Other conditions that may make you ineligible to donate blood include:

  • Bleeding conditions. You may be eligible with a bleeding condition as long as you don’t have any issues with blood clotting.
  • Blood transfusion. You may be eligible 12 months after receiving a transfusion.
  • Cancer. Your eligibility depends on the type of cancer. Talk to your doctor before donating blood.
  • Dental or oral surgery. You may be eligible three days after surgery.
  • High or low blood pressure. You’re ineligible if you get above a 180/100 reading or below a 90/50 reading.
  • Heart attack, heart surgery, or angina. You’re ineligible for six months after any.
  • Heart murmur. You may be eligible after six months of no symptoms of a heart murmur.
  • Immunizations. Immunization rules vary. You may be eligible 4 weeks after vaccines for measles, mumps, and rubella (MMR), chickenpox, and shingles. You may be eligible 21 days after a hepatitis B vaccine and 8 weeks after a smallpox vaccine.
  • Infections. You may be eligible 10 days after ending an antibiotic injection treatment.
  • International travel. Travel to certain countries may make you temporarily ineligible. Talk to your doctor before donating blood.
  • Intravenous (IV) drug use. You’re not eligible if you’ve ever used IV drugs without a prescription.
  • Malaria. You may be eligible three years after treatment for malaria or 12 months after traveling somewhere that malaria is common.
  • Pregnancy. You’re ineligible during pregnancy, but may be eligible six weeks after giving birth.
  • Sexually transmitted diseases, such as syphilis and gonorrhea. You may be eligible one year after treatment for certain STIs ends.
  • Tuberculosis. You may be eligible once the tuberculosis infection is successfully treated.
  • Zika virus. You may be eligible 120 days after symptoms have ended.

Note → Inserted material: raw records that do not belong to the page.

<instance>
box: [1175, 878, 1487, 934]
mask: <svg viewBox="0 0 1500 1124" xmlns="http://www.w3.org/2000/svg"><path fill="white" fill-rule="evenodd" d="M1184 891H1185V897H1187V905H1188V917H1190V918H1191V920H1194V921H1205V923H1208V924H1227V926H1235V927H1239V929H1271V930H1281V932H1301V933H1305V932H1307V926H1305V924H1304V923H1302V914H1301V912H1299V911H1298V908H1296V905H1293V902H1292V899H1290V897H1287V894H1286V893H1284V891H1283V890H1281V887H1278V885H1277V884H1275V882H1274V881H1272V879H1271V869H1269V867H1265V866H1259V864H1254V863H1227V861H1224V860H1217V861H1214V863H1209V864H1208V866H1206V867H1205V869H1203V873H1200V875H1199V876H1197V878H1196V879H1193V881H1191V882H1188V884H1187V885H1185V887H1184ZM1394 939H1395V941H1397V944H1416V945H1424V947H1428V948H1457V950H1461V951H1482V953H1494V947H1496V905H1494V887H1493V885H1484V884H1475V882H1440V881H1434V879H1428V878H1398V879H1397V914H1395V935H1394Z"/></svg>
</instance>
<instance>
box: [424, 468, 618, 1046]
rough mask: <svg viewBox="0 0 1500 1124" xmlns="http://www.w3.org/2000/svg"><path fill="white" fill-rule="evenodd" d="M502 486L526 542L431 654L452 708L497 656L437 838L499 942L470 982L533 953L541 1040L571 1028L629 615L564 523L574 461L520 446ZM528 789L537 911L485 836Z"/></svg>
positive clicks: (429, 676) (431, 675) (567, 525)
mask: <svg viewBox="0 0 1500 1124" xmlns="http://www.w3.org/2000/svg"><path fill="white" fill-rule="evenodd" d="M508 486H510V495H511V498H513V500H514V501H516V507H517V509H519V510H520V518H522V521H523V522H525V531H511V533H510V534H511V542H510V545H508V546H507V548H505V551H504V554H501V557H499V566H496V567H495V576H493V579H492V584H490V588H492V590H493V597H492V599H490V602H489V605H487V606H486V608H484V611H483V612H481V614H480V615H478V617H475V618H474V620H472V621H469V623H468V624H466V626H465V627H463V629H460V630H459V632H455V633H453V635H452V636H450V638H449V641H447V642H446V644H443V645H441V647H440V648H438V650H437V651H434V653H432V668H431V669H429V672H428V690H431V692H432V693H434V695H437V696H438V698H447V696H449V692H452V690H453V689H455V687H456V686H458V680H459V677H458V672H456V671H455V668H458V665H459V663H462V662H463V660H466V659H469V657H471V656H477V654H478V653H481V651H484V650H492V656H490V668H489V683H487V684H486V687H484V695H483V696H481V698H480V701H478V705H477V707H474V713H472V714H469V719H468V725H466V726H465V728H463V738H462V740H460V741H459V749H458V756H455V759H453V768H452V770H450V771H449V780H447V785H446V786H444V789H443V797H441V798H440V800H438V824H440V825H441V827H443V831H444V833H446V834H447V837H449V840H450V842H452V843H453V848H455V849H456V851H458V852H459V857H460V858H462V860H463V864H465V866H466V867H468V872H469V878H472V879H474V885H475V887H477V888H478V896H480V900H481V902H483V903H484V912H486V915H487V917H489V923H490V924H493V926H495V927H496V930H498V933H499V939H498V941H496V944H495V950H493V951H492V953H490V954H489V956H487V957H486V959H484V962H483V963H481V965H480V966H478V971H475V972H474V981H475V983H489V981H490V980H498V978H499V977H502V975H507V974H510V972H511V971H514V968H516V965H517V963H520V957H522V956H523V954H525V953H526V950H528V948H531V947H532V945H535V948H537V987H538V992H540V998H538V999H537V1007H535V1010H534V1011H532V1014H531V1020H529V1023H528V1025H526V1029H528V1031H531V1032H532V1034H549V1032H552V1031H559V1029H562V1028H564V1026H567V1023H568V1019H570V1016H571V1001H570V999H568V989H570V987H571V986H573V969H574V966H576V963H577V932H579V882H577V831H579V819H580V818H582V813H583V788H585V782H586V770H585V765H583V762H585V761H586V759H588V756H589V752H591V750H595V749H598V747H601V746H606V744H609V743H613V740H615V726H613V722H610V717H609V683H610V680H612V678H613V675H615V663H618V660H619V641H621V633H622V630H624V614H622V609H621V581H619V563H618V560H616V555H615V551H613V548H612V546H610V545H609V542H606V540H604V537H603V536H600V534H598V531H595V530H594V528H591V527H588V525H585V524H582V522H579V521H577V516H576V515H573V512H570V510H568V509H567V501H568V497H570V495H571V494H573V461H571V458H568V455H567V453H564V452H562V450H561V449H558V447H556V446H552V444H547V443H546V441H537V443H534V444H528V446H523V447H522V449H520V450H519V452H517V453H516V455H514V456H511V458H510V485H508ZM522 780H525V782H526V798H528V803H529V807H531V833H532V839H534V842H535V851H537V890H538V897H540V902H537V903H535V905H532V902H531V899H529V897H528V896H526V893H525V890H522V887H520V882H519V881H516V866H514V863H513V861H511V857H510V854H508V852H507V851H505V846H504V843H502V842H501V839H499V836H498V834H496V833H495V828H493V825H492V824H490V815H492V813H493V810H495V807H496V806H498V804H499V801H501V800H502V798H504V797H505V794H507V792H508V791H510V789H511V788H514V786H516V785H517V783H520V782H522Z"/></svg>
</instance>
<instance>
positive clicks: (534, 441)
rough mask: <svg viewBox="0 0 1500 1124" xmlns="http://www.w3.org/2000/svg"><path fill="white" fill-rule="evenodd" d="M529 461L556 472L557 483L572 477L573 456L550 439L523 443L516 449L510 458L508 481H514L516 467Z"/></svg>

The minimum requirements for donating blood are that you must:

  • be at least 17 years old, 16 if you have consent from a parent or guardian
  • weigh at least 110 pounds
  • not be anemic
  • not have a body temperature over 99.5°F (37.5°C)
  • not be pregnant
  • not have gotten any tattoos, piercings, or acupuncture treatments from unregulated facilities in the past year
  • not have any disqualifying medical conditions

Talk to your doctor if you have any doubts about your eligibility to give blood. You may also want to get tested for any conditions or infections if you’ve recently traveled, had unprotected sex, or used intravenous drugs.

Finding a donation center near you is as easy as searching on the internet or on a map website for centers near you. Organizations like the American Red Cross and Lifestream have walk-in donation centers that you can visit almost any time.

Many blood banks and donation services, such as the Red Cross and AABB, have traveling blood banks that visit schools, organizations, and other locations that are scheduled in advance.

The American Red Cross website also has pages to help you find blood drives, as well as provide you with the resources to host your own. As a host, you need only:

  • provide a location for the Red Cross to set up a mobile donation center
  • raise awareness about the drive and get donors from your institution or organization
  • coordinate donation schedules

Before donating

Before you donate blood, follow these tips to prepare your body:

  • Wait at least eight weeks after your last donation to donate whole blood again.
  • Drink 16 ounces of water or juice.
  • Follow an iron-rich diet consisting of spinach, red meat, beans, and other foods high in iron.
  • Avoid a high fat meal right before donating.
  • Don’t take aspirin for at least two days before the donation if you plan to donate platelets, too.
  • Avoid high-stress activities before your donation.

After donating

After you donate blood:

  • Have extra fluids (at least 32 ounces more than usual) for a full day after donating blood.
  • Avoid alcohol for the next 24 hours.
  • Don’t take off the bandage for a few hours.
  • Don’t work out or do any strenuous physical activity until the next day.

Getting a tattoo or a piercing doesn’t make you ineligible to donate blood if you wait a year or follow the proper precautions to get a safe and sterile tattoo at a regulated facility.

See your doctor if you think you have any other conditions that may make you ineligible to donate blood. They can answer any questions you may have and advise you on your next steps.